Es steht nicht alles im Buch
Ellmenreich: Wilhelm Genazino, wie gerne sprechen Sie denn über das, was Sie, wenn wir jetzt von diesem Buch sprechen, vor ich weiß nicht wie vielen Monaten geschrieben haben? Wie gerne sprechen Sie darüber?
Genazino: Wenn es nicht allzu weit voneinander liegt. Jetzt zum Beispiel ist es sehr gut mit diesem Buch, weil das ja erst seit kurzem da ist, und dann ist mir das alles noch sehr nah.
Ellmenreich: Fühlen Sie sich dann manchmal auch als Erklärer Ihres eigenen Textes missbraucht? Kann man das vielleicht so formulieren, dass Sie das Gefühl haben, Sie müssen jetzt dem Leser noch mal weiter auf die Sprünge helfen? Denn eigentlich könnte man ja auch sagen, steht doch alles im Buch.

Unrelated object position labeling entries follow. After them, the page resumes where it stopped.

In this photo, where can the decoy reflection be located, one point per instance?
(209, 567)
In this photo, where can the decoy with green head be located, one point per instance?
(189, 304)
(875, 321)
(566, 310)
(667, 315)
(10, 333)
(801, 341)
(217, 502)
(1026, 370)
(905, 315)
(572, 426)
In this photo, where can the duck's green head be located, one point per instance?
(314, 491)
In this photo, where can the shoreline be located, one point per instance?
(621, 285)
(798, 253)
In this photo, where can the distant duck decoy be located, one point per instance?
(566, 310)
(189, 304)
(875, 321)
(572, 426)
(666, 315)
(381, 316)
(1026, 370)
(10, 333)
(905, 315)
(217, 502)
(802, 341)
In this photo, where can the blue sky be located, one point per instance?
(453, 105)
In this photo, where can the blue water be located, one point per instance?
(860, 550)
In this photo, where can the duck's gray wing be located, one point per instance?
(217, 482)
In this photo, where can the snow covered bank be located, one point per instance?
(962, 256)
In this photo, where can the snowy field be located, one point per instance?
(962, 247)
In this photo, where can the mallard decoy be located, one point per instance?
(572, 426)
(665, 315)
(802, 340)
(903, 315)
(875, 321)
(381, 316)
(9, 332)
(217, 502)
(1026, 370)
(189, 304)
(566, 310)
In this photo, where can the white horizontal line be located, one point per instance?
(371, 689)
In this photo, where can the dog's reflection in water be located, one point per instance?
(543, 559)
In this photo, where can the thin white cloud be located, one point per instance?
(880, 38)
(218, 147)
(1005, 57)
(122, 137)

Genazino: Das wäre nicht gelogen, wäre aber nicht die ganze Wahrheit. Es steht nicht alles im Buch. Das geht auch gar nicht. Der Autor hat immer für jedes Buch drei weitere Bücher, die nebenher mitgelaufen sind und nicht geschrieben worden sind. Die werden später geschrieben. Aber man braucht die Anmutung eines Materials und einer gewissen Potenz. Man muss annehmen können, ich hätte jetzt gleichzeitig noch drei andere Bücher schreiben können. Diese Potenz ist nötig, damit ein sozusagen wirkliches Buch entstehen kann.
Empfindung einer gewissen Dankbarkeit
Ellmenreich: Wenn das Buch dann entstanden ist und Sie bei so einer Lesung sind, ärgert es Sie, wenn zu viel aus so einem Buch verraten würde? Wenn ich jetzt sagen würde, am Ende passiert mit Carola …, sind Sie dann verärgert, oder denken Sie, gleiches Recht für alle?

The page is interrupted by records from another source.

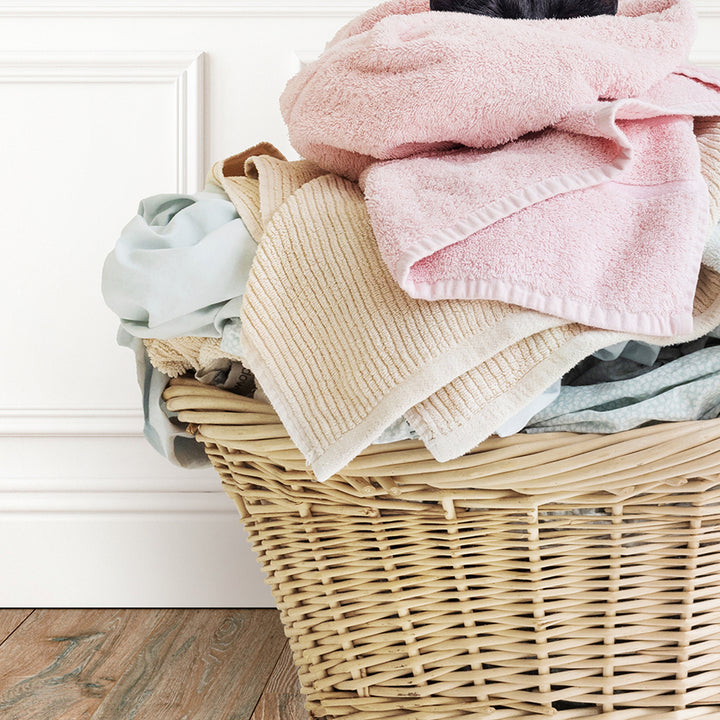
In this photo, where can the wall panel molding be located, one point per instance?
(184, 71)
(61, 422)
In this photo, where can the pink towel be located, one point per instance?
(549, 164)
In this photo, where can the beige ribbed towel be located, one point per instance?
(342, 351)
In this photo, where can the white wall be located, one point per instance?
(101, 104)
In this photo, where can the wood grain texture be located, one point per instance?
(59, 665)
(210, 664)
(281, 699)
(10, 620)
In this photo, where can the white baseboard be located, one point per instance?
(106, 522)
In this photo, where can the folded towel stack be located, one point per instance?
(473, 190)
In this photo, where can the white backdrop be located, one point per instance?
(101, 104)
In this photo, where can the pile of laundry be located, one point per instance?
(497, 226)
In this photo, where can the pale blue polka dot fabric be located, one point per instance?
(687, 388)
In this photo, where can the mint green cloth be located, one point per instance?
(180, 267)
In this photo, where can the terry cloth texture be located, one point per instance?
(598, 216)
(341, 351)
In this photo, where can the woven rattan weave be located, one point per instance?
(555, 574)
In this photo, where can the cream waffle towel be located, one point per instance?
(342, 351)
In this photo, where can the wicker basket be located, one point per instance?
(557, 574)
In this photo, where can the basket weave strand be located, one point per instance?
(557, 574)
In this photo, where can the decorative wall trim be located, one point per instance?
(187, 8)
(185, 71)
(61, 422)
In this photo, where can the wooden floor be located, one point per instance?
(146, 665)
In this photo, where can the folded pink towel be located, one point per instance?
(549, 164)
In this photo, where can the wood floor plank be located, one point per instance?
(281, 698)
(10, 620)
(199, 665)
(60, 664)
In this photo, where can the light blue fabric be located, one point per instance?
(687, 388)
(161, 428)
(518, 421)
(180, 267)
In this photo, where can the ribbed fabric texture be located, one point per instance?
(342, 351)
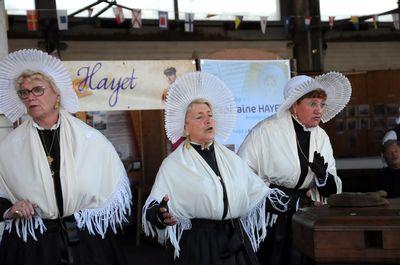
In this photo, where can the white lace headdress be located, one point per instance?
(14, 64)
(336, 86)
(195, 85)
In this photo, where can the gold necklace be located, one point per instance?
(50, 159)
(301, 150)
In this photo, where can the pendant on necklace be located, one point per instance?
(49, 160)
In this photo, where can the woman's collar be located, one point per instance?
(302, 125)
(54, 127)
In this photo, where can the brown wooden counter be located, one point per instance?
(349, 235)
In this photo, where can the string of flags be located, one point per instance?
(32, 17)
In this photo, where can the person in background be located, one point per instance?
(289, 151)
(63, 189)
(390, 177)
(218, 210)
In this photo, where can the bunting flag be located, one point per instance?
(263, 24)
(163, 19)
(307, 21)
(119, 14)
(189, 17)
(355, 21)
(286, 23)
(7, 23)
(331, 21)
(375, 21)
(396, 21)
(238, 20)
(32, 19)
(136, 18)
(62, 19)
(90, 11)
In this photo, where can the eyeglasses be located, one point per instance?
(37, 91)
(314, 104)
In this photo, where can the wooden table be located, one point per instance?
(349, 235)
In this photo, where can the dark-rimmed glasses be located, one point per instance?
(37, 91)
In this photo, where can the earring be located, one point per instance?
(187, 141)
(57, 105)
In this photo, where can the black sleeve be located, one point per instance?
(152, 215)
(329, 187)
(4, 206)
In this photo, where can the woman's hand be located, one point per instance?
(21, 209)
(163, 214)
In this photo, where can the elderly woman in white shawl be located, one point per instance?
(216, 211)
(63, 188)
(291, 152)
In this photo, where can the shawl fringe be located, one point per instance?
(95, 220)
(171, 233)
(26, 227)
(256, 222)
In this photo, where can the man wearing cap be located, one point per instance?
(291, 152)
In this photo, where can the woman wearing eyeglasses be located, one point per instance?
(291, 152)
(63, 188)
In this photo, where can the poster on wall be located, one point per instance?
(257, 87)
(125, 85)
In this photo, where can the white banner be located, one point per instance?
(124, 85)
(257, 87)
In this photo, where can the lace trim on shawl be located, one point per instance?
(256, 222)
(95, 220)
(171, 233)
(112, 213)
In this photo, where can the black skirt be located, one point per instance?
(52, 248)
(215, 243)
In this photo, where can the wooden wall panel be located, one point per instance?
(357, 56)
(153, 50)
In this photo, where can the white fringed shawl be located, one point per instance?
(93, 179)
(195, 192)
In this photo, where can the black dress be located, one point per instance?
(277, 248)
(54, 246)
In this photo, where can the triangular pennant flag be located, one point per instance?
(307, 21)
(238, 20)
(286, 23)
(263, 24)
(32, 19)
(331, 21)
(396, 21)
(355, 21)
(90, 11)
(189, 17)
(375, 21)
(163, 19)
(119, 14)
(136, 18)
(62, 19)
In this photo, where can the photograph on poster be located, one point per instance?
(391, 122)
(363, 110)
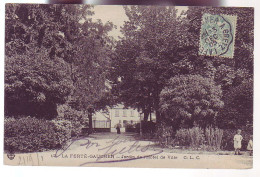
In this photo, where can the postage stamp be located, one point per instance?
(120, 86)
(217, 36)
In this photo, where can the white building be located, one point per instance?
(107, 121)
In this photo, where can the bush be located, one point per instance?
(164, 135)
(196, 137)
(182, 137)
(31, 135)
(76, 118)
(64, 128)
(214, 138)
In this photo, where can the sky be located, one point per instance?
(116, 15)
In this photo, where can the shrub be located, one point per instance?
(164, 135)
(214, 138)
(31, 135)
(64, 128)
(196, 137)
(182, 137)
(76, 118)
(228, 135)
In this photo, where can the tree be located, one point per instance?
(191, 100)
(146, 57)
(74, 49)
(238, 110)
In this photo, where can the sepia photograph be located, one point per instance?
(128, 86)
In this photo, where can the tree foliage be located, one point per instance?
(55, 54)
(145, 56)
(191, 100)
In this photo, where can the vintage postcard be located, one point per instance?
(128, 86)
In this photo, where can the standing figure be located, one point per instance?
(118, 128)
(237, 142)
(250, 146)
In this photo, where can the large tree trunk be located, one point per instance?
(90, 112)
(146, 115)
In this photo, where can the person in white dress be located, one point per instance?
(237, 142)
(250, 146)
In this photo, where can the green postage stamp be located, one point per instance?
(217, 35)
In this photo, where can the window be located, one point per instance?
(116, 113)
(124, 113)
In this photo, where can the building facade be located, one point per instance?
(117, 115)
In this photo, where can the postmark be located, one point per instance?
(217, 35)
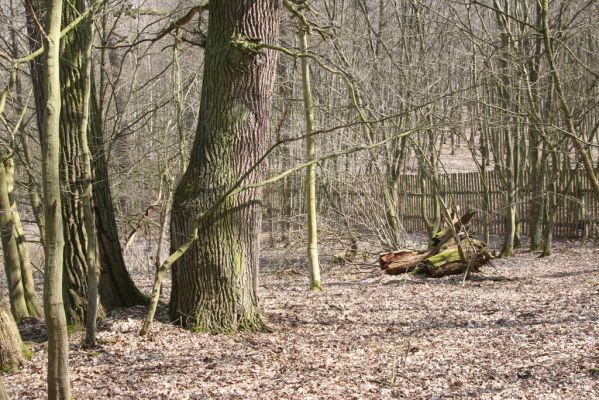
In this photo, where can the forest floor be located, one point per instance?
(527, 328)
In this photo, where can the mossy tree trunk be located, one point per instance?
(116, 287)
(73, 163)
(215, 282)
(3, 394)
(58, 341)
(12, 266)
(11, 347)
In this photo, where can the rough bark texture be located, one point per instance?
(215, 282)
(116, 286)
(34, 309)
(448, 261)
(72, 163)
(3, 395)
(12, 266)
(58, 342)
(11, 347)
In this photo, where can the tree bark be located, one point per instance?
(11, 347)
(215, 282)
(73, 121)
(311, 199)
(12, 266)
(58, 342)
(117, 289)
(3, 394)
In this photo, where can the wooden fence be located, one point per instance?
(577, 216)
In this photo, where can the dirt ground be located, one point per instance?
(528, 328)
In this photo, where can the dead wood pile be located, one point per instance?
(446, 256)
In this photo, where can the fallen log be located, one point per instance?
(445, 256)
(449, 261)
(402, 262)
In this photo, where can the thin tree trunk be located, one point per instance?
(3, 394)
(11, 347)
(33, 307)
(215, 282)
(311, 200)
(58, 342)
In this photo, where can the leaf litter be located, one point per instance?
(527, 328)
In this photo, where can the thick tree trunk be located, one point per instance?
(215, 282)
(15, 245)
(3, 394)
(11, 347)
(73, 119)
(58, 341)
(116, 286)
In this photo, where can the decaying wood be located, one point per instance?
(444, 257)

Genazino: Im Gegenteil! Ich habe sofort die Empfindung einer gewissen Dankbarkeit. Dann denke ich, wenigstens eine Leserin, die weiß, wer Carola ist. Das ist doch schon mal ein Erfolg.
Ellmenreich: Aber jetzt ist Koketterie im Spiel, Herr Genazino.

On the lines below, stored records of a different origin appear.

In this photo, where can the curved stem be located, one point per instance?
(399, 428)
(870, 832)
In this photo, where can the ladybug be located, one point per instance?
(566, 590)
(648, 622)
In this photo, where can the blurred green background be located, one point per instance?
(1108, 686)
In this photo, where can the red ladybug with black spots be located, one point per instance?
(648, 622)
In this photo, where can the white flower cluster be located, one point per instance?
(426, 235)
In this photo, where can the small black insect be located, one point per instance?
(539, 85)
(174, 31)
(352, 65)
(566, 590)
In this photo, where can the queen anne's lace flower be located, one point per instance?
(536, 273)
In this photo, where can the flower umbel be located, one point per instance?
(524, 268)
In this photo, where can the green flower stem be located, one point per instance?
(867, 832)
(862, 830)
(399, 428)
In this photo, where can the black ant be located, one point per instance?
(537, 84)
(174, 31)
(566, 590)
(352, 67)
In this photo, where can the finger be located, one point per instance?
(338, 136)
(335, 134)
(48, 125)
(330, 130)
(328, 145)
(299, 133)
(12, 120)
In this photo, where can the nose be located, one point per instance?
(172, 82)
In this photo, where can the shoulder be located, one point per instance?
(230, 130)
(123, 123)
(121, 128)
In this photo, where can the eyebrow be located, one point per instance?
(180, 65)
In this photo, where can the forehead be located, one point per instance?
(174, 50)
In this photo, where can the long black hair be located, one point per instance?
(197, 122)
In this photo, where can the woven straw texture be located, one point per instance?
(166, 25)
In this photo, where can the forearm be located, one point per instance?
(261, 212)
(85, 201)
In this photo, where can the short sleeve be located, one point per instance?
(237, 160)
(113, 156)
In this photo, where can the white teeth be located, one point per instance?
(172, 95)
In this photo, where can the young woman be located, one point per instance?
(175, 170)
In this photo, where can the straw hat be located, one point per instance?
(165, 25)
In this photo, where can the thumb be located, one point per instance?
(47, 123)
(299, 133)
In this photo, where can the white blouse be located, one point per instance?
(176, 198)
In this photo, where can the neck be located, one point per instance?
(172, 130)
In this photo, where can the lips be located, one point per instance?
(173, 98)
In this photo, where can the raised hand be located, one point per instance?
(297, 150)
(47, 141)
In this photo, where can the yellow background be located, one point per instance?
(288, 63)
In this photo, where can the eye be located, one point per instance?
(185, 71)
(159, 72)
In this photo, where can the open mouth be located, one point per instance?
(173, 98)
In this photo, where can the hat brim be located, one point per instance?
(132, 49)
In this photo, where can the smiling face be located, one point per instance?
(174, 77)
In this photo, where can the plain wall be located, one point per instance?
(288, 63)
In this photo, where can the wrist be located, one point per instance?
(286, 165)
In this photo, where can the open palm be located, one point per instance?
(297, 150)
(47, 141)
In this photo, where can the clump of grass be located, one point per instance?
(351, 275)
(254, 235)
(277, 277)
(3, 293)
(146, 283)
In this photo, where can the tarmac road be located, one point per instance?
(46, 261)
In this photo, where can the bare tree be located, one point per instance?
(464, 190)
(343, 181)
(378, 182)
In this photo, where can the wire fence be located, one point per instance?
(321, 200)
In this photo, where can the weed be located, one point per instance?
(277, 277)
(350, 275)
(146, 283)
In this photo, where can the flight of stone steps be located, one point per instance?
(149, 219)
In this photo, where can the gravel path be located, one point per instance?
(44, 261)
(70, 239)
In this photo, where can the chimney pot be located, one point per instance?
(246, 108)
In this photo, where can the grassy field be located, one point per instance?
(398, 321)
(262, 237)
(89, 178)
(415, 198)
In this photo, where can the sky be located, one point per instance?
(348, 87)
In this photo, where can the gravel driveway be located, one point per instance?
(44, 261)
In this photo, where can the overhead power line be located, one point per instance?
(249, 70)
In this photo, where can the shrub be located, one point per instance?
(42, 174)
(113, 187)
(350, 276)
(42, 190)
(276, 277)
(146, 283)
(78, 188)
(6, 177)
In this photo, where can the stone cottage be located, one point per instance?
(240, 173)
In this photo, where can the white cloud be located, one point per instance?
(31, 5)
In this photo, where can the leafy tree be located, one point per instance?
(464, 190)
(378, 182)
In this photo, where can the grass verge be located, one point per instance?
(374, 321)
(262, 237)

Genazino: Nein, nein! Das ist keine Koketterie. Ich meine, das ist Notwehr. Ich bin nicht kokett, weil wie soll ich sagen, rein körperlich passt das nicht zu mir.
Ellmenreich: Der Körper mag das eine sein. Aber dass es eine ganze Reihe von Lesern gibt, die außer mir das Buch gelesen haben, das ist Ihnen schon bewusst?
Genazino: Ja, ja, das ist mir schon bewusst. Und Gott sei Dank, der Verlag ist ja auch gerührt und ruft mich sofort an, wenn eine Nachauflage fällig wird und so, und dann bin ich auch dankbar für all die mir nicht bekannten Leser, die jetzt wieder mein Buch lesen.
Ellmenreich: Aus dem Seelenleben eines Schriftstellers. Das war der Autor Wilhelm Genazino zu Gast auf der Deutschlandfunk-Bühne in Frankfurt.